Things are really wearing out now!! Since getting a new rear rim on my bike even more has gone wrong…. First… the quality wellgo pedals we got in Almaty failed after only 1200km.. so they may as well-go straight in the bin.. it has been replaced by a 2 pound replacement Russian model, which has already done over 1000km…. heavy, glows in the dark but as strong as a Kamaz truck.. The next thing to go was the gear cable on the rohloff… not a straightforward repair but sorted in ½ hr and back on the road… what will be next? Watch this space…

Thursday, 24 June 2010



Yum!!
Trail food at its best



Wash and go
Jon didnt see the snake swimming in the water! There is no point washing clothes seperately when you can do it all at the same time..


Very expensive Russian visa.
When the girl at the embassy said the price we could feel the blood drain down . "What " we said. " How much ?" .."Each ? "..."Are you sure ?"..."Can you write it down ,please ?". Well,we did'nt have enough. Nor could we change our minds as we had already paid a fortune for the letter of invitation and express delivery by D.H.L. ....we had to go away and get more dollars.
So, we would just like it known that if you are ,for example, Swiss ,or french , then you can get a Russian business visa in Tashkent for 86 U.S D . If you are British ,it is ....[hold on to your seats ]..364 U.S.D ...EACH !!!!
We have psychologically just about recovered now,and are very determined to enjoy ourselves greatly there !


The route to Almaty
We are now 1000km north of Almaty heading for Russia then Western Mongolia..



The longest Blencathra in the world
Who wants to run up and down all the ridges then?



Sunrise in Kazakhstan.



Salty stripes
If you can see Jons back is zebra striped with white dried salt stripes.
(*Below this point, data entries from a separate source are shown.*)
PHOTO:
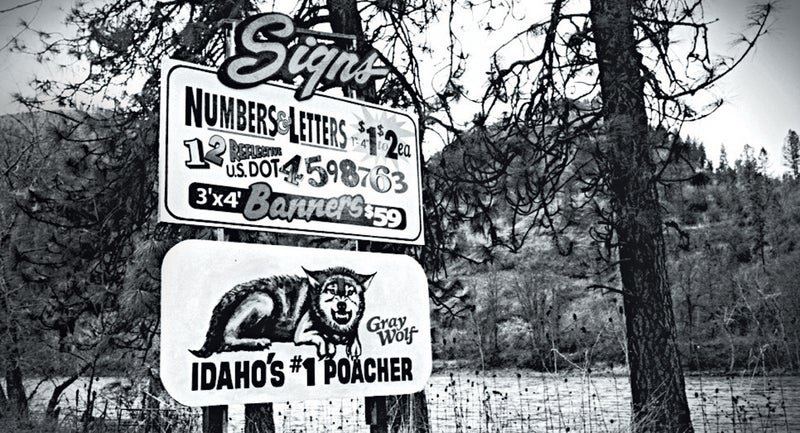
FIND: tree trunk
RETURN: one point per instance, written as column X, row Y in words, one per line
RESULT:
column 657, row 385
column 15, row 389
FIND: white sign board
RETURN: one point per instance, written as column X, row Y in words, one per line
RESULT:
column 246, row 323
column 259, row 159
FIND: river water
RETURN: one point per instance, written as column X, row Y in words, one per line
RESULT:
column 529, row 402
column 518, row 401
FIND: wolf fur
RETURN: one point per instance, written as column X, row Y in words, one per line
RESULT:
column 322, row 308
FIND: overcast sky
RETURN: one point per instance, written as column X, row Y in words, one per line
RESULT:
column 762, row 96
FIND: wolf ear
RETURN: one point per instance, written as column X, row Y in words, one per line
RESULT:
column 313, row 277
column 365, row 280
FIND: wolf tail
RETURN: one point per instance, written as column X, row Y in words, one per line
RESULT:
column 215, row 336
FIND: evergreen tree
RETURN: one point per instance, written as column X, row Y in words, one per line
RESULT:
column 791, row 153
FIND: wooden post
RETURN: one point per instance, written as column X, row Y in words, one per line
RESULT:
column 215, row 419
column 375, row 411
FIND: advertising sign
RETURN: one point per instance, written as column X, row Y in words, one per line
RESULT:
column 245, row 323
column 257, row 158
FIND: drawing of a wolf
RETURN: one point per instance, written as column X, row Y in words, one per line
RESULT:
column 323, row 308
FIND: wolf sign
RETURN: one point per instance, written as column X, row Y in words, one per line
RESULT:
column 261, row 323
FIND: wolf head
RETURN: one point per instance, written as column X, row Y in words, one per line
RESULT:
column 338, row 297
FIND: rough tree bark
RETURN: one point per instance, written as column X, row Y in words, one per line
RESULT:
column 657, row 385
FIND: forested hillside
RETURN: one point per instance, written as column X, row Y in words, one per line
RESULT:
column 734, row 263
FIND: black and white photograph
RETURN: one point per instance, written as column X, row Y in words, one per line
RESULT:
column 405, row 216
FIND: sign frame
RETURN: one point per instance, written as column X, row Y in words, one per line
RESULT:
column 412, row 227
column 390, row 344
Lovely!!



Nic's eyes.
After some bizarre "visual ' disturbances I took medical advice and had a proper check up. No worries...good to go for the next 50 years. ! The best bit was not the MRI brain scan [ though its nice to see I have got one ...],but meeting Dr Bobomurod, who was the nicest,kindest most reassuring doctors you'd ever come across ,and someone we'd like to meet again one day. This trip is keeping my eyes on their stalks.



Kazakhstan
The flowers out here are just beautiful



How to stay cool.
Its quite hot out here. Any opportunity to get wet is worth taking.. dry again in 10 mins



Distances from Tashkent
I think we have done most of these except for Tehran.



Chai and yaitsas.
We still havn't managed to order much more than chai and yaitsas, but at least we can ask for milk with our chai now. (chai s molokom)



Cafe people.
This is Shanara. She is as lovely as she looks, and of course wouldn't let us pay for our eggs and chai.

Mosquitoes..

Jon's death ray glare only seems to attract even more mosquetoes



Bike repair..
After 20000km things start to wear out!! This is the first rack repair.. but.. also a new pedal wheel rim and tyre for Jon. For Nic... new Grips frame weld and another chain. Our clothes are a lot worse.